+55 (41) 9 8445 0000 arayara@arayara.org

Onde há proteção social, recessões não aumentam a mortalidade por impacto do coronavírus

Estudos mostram que, em países desenvolvidos e áreas com mais investimento no Brasil, crises econômicas não resultam em mais mortes

Um dos argumentos para afrouxar imediatamente as medidas de confinamento impostas pela pandemia de coronavírus é que o aprofundamento de uma posterior recessão, conforme afirmou o presidente Jair Bolsonaro em uma transmissão via internet na quinta-feira (26), poderia levar a um número ainda maior de mortes do que o provocado pela doença.

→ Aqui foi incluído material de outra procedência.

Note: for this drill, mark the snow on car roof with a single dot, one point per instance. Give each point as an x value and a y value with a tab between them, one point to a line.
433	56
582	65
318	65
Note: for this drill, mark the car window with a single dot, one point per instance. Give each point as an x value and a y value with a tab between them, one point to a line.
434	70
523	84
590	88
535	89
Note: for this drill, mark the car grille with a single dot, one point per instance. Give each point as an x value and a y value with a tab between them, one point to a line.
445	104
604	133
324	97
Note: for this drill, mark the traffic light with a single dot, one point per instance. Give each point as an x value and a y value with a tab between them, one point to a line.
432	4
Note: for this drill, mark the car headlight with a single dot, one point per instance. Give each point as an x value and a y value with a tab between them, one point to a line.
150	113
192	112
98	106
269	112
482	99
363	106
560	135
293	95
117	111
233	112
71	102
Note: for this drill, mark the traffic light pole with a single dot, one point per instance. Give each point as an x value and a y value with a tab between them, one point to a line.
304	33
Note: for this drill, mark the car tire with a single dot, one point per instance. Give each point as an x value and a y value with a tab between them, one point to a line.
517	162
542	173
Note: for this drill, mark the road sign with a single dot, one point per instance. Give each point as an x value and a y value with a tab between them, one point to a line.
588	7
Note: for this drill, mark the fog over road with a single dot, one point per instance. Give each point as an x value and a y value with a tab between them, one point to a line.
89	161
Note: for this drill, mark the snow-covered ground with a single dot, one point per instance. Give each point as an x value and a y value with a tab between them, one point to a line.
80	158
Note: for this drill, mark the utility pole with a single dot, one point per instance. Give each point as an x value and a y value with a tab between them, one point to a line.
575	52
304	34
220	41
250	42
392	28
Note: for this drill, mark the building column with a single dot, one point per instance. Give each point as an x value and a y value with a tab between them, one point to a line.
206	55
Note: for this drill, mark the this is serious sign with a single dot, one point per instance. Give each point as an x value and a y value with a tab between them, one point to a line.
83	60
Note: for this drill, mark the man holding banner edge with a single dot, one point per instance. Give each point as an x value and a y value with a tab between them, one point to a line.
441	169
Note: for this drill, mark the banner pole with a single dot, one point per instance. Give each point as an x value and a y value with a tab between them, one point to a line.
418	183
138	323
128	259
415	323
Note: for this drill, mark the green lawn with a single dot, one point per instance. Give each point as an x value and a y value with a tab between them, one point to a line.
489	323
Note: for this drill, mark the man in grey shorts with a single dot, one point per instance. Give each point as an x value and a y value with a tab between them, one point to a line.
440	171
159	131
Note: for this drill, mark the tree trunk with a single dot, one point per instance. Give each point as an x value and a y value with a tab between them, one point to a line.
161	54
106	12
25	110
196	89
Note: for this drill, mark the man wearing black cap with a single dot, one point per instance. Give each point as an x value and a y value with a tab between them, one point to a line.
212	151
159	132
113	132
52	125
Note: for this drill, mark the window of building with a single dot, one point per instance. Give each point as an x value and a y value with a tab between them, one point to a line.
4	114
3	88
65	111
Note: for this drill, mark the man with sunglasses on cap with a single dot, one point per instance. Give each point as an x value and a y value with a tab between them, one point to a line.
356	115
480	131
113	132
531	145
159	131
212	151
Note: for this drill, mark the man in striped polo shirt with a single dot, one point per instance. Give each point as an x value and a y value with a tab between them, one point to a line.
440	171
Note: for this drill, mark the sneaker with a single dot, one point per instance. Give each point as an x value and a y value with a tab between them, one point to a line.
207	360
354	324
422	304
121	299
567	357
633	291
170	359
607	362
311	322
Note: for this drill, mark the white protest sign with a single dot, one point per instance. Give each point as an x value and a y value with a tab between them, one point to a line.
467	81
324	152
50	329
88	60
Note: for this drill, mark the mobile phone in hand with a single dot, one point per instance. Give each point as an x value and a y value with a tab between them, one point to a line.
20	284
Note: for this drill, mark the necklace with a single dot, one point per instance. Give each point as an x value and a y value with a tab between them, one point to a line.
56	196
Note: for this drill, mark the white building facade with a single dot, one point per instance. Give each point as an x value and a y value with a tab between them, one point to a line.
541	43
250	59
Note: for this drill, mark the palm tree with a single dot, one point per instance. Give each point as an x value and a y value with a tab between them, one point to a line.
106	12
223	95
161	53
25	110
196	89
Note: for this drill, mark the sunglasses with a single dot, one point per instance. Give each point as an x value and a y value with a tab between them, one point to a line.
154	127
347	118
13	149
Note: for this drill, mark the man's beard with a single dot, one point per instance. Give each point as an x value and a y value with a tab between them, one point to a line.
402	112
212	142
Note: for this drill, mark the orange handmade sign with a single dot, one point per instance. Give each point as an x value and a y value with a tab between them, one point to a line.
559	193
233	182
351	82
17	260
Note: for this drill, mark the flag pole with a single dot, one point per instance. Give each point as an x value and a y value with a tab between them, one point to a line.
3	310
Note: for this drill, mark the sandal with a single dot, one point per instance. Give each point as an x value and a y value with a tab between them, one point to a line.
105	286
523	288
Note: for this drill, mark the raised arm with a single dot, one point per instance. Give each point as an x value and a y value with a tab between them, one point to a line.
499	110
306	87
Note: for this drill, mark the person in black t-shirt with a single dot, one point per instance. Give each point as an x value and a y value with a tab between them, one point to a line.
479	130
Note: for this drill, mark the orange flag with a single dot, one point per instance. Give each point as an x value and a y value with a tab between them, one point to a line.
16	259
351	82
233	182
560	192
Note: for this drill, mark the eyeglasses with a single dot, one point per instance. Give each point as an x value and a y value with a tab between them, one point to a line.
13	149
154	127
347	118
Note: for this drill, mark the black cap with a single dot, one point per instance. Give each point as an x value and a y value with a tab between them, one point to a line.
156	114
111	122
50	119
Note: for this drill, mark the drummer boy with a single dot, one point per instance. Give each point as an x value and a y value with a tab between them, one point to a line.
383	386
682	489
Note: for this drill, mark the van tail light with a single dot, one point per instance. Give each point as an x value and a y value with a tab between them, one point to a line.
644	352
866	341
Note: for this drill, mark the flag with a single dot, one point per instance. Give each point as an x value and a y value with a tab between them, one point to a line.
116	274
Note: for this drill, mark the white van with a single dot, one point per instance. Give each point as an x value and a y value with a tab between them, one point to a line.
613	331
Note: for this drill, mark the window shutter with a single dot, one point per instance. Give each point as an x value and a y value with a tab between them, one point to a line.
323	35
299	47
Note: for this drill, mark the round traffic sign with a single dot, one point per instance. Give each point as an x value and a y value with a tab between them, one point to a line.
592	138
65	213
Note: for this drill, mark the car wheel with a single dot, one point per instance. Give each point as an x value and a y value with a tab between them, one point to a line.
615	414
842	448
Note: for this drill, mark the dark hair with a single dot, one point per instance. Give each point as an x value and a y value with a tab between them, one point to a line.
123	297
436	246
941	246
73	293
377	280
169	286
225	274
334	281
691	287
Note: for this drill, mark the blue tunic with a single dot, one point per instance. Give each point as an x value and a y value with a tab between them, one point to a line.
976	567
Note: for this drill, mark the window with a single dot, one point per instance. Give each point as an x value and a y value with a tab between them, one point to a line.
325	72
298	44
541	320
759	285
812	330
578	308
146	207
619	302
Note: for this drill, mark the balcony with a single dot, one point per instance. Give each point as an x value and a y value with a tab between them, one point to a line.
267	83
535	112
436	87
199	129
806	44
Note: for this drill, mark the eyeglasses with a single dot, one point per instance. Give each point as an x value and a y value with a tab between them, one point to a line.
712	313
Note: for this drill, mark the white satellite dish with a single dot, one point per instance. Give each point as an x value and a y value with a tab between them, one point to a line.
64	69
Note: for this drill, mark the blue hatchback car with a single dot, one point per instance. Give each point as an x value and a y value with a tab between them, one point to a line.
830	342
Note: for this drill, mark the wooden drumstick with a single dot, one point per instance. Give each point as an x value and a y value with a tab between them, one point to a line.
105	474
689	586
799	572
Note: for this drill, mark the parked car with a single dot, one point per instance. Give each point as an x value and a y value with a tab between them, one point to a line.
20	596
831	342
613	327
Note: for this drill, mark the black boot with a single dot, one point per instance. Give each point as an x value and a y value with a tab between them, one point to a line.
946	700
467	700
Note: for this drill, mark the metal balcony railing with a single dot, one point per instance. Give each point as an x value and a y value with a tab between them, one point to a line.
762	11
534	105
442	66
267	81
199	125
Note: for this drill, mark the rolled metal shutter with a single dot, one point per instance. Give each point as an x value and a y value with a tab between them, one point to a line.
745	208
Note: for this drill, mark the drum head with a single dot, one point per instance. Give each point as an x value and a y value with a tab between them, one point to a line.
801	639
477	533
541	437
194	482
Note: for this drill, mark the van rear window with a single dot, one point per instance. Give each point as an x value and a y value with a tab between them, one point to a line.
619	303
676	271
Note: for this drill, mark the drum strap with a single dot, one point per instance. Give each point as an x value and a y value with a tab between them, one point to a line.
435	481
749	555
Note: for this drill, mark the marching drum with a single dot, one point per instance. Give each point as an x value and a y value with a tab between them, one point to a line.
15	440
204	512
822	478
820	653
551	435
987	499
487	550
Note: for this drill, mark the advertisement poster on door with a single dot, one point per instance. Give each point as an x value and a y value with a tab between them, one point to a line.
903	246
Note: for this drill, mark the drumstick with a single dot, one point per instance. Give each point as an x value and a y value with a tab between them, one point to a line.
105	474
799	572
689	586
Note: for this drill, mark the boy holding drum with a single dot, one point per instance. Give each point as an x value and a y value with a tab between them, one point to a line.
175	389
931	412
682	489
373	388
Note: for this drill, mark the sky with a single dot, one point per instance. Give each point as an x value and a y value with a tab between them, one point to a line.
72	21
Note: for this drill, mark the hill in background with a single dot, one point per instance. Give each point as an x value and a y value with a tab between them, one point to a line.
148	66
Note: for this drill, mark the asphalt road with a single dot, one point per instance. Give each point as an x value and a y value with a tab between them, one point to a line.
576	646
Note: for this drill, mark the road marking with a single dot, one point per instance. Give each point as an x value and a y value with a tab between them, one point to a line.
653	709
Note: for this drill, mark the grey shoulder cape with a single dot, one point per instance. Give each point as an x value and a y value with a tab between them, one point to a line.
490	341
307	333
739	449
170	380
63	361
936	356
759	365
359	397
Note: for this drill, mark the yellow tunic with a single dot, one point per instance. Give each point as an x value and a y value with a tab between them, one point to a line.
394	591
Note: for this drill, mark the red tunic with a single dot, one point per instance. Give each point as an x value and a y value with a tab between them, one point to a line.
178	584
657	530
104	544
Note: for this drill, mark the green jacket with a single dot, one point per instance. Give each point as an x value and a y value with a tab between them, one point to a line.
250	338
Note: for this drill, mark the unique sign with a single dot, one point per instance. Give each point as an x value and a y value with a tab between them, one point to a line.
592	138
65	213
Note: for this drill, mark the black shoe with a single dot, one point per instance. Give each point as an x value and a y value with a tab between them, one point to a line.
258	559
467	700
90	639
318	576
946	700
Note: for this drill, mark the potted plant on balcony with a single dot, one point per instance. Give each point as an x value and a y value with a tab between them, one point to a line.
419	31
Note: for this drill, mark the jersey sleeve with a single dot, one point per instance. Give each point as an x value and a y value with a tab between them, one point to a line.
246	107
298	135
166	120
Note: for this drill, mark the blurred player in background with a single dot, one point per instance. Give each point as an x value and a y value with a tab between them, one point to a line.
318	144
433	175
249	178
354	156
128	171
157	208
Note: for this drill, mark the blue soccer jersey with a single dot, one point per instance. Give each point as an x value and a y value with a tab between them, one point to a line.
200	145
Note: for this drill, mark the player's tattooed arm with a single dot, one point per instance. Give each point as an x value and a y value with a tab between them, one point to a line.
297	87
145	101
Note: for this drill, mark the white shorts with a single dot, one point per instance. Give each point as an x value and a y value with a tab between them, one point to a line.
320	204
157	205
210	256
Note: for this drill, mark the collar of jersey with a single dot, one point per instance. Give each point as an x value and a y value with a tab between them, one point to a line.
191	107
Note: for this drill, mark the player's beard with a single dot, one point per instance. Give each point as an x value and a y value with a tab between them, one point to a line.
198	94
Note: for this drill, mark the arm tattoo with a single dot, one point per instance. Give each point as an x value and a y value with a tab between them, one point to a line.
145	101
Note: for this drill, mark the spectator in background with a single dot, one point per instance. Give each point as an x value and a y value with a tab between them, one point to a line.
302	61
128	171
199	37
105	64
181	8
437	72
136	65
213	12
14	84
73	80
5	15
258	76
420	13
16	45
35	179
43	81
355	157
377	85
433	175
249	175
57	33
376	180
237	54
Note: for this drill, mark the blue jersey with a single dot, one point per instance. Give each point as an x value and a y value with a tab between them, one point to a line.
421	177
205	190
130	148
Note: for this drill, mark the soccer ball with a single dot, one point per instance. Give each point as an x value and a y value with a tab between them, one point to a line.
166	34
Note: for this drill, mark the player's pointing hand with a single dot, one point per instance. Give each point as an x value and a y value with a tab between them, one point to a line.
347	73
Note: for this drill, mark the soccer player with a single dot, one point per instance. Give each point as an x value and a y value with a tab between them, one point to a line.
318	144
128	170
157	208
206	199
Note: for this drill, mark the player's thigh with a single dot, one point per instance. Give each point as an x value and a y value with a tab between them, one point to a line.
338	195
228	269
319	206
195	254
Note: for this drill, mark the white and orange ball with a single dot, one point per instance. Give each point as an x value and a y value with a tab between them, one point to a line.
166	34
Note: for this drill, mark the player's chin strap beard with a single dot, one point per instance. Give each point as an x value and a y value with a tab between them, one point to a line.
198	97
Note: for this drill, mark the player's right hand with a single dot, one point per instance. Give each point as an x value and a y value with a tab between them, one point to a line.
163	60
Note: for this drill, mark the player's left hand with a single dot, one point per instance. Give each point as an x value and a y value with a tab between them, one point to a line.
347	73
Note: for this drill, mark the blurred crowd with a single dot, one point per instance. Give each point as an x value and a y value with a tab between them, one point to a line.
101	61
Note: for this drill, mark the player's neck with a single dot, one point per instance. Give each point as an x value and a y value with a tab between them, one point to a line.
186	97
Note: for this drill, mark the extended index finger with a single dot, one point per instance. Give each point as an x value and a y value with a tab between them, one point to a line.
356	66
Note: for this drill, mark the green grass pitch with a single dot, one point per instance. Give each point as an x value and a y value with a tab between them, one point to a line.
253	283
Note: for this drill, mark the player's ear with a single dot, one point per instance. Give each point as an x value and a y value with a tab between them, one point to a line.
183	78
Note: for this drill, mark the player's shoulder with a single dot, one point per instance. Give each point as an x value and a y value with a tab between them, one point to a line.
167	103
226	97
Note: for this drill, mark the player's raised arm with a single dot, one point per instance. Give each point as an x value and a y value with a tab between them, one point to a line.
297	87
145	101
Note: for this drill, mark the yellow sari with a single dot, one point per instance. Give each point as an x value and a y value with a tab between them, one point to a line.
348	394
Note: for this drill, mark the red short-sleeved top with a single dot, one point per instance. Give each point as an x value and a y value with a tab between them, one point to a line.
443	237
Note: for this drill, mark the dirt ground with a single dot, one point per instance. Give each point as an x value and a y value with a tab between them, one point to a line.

Mas a evidência científica mostra que não existe vínculo direto entre crises econômicas e aumento na mortalidade mesmo quando terminam em disparada do desemprego. Nos países desenvolvidos, chega a ser o contrário: pesquisas demonstram que depressões resultam em queda na mortalidade, enquanto em países em desenvolvimento o impacto costuma variar conforme as condições de vida da população analisada. No Brasil, um estudo indica que a recessão verificada entre 2014 e 2016 foi nociva principalmente para homens negros, mas não em cidades onde havia bons níveis de investimento público em saúde e proteção social. Ou seja, quando os governos fazem o seu trabalho, ninguém precisa morrer.

Veja mais notícias sobre o #Coronavírus: https://www.arayara.org/tag/coronavirus/

Publicado em 2009, o artigo científico “Vida e Morte Durante a Grande Depressão” ganhou destaque na edição de setembro daquele ano na respeitada revista americana Science. O estudo elaborado por cientistas da Universidade de Michigan demonstrou que a megacrise de 1929 resultou em uma melhora nas condições de saúde no período imediatamente posterior de 1930 a 1933 nos Estados Unidos. Houve redução generalizada na mortalidade de homens,  mulheres, brancos e não-brancos neste período, o que resultou em aumento médio de seis anos na expectativa de vida. Apenas os suicídios cresceram, mas, como responderam por menos de 2% do total de mortes, e todas as outras causas registraram queda, o resultado final foi mais tempo de vida.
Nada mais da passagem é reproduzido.